On June 16th, last year, Bloomberg revealed that OnlyFans was attempting to get venture capital at a value of over $1 billion. Last year on August 19th, Dan Primack stated that the firm was having trouble raising finance because of the offensive material posted by users. The “investment in pornographic material” is forbidden by several VCs. On March 29th, 2022, Axios reported that OnlyFans was exploring a SPAC transaction.
2. Where can I find the OnlyFans S-1 Filing?
Until the holding company chooses to pursue a public listing in the United States, the OnlyFans S-1 filing will remain unavailable to the public. Instead, a comparable report would be filed with the Financial Conduct Authority in the United Kingdom (FCA). The SEC’s portal for recently submitted Forms S-1 provides a live feed of other firms’ most recent initial public offering (IPO) applications.
3. What is a paywall?
A paywall is a barrier that requires payment to see an online resource. Paywalls are used to monetize websites, especially by digital content providers like newspapers, magazines, and their respective publishing companies. For example, in the United States, 76% of newspapers have a payment system – up 16% from 2017 – according to a report by the Reuters Institute for the Study of Journalism. This signifies a growing trend toward requiring consumers to pay to access formerly free internet material.

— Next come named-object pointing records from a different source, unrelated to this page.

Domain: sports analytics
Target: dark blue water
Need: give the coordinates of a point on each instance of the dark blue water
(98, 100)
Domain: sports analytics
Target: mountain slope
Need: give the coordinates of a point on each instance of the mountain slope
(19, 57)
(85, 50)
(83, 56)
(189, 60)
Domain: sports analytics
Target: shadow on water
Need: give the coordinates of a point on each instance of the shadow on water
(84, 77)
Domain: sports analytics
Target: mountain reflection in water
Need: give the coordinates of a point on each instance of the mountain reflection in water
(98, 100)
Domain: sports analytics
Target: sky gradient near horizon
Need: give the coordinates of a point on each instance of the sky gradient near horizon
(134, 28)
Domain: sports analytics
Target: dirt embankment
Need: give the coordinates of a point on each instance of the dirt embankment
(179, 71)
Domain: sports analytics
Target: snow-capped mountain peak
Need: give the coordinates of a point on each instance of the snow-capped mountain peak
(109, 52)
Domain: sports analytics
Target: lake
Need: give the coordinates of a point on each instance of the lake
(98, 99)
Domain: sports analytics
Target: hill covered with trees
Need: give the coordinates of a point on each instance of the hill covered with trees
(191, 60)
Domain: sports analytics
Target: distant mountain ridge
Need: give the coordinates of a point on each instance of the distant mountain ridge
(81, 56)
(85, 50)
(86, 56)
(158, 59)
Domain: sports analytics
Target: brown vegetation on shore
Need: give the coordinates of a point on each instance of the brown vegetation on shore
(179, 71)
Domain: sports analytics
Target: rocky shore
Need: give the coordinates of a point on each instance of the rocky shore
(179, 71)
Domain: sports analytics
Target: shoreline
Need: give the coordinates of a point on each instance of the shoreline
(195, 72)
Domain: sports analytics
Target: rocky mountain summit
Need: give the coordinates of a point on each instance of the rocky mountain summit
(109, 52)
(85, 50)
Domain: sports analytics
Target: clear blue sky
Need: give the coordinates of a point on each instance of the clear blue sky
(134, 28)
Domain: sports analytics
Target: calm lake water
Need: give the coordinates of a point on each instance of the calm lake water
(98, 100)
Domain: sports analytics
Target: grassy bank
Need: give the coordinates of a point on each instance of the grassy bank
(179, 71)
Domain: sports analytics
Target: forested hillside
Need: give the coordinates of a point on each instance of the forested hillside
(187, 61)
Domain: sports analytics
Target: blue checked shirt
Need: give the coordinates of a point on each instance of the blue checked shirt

4. Is Fenix International Limited publicly traded?
Fenix International Limited is not a publicly listed company. Usually, investors may find a publicly listed firm in the ownership structure to put their money into, but that’s not the case here.
5. Will OnlyFans Go Public in the U.S.?
American investors may be disappointed if the listing does not take place in the United States, as OnlyFans is headquartered in London, United Kingdom. However, the company may decide to list shares on U.S. exchanges either directly or via an ADR due to the size and vitality of the U.S. markets (American Depository Receipt). Here, the underwriters grant access to their most valuable clients, then distribute the remaining shares to institutions and brokers with whom they have established ties.